8. The method for predicting marine multi-scale environmental situation based on graph neural networks according to claim 1, S7 includes: In the node allocation matrix, the coarse-scale node corresponding to each fine-scale node is determined according to the allocation weight of each fine-scale node, and the coarse-scale node representation sequence is upsampled according to the node allocation matrix to form a mapped coarse-scale representation sequence at the granularity of the node set. The mapped coarse-scale representation sequence and the fine-scale node representation sequence are fused according to a preset fusion rule to obtain a fused representation sequence, wherein the preset fusion rule is one of weighted summation, linear transformation after concatenation, or gated fusion. The fused representation sequence is regressed or classified using a prediction head network to obtain the marine environmental situation prediction results for each observation node under the preset prediction lead. The coarse-scale node representation sequence is then regressed or classified using a coarse-scale prediction head network to obtain coarse-scale marine environmental situation prediction results corresponding to the coarse-scale node set.

9. A method for predicting marine multi-scale environmental situation based on graph neural networks according to claim 5, characterized in that, The physical prior bias term is a function of arrival probability, arrival time, downstream consistency coefficient, and path cost, and satisfies the following: the physical prior bias term increases when the arrival probability increases, the physical prior bias term decreases when the arrival time increases, and the physical prior bias term decreases when the path cost increases; the physical prior bias term includes a term that takes the logarithm of the arrival probability and / or a term that exponentially decays the arrival time, and the physical prior bias term is truncated or normalized to limit its numerical range.

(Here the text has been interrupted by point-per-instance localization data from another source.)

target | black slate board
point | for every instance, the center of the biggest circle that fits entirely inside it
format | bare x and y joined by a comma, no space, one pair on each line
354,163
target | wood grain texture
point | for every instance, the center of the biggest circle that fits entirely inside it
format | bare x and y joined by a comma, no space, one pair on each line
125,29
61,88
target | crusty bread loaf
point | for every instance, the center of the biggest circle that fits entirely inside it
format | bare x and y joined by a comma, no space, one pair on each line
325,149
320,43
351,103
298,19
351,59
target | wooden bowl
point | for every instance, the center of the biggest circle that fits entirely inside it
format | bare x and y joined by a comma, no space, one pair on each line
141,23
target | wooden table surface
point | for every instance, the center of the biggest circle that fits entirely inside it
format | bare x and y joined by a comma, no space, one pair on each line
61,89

10. A method for predicting marine multi-scale environmental situation based on graph neural networks according to claim 6, characterized in that, When performing aggregation calculations on fine-scale edge weights that have the same source coarse-scale nodes and the same target coarse-scale nodes, a weighted summation or weighted mean with arrival probabilities as weights is used. Furthermore, the minimum or weighted average of the fine-scale arrival time is used as part of the coarse-scale edge features to generate the coarse-scale directed causal mask.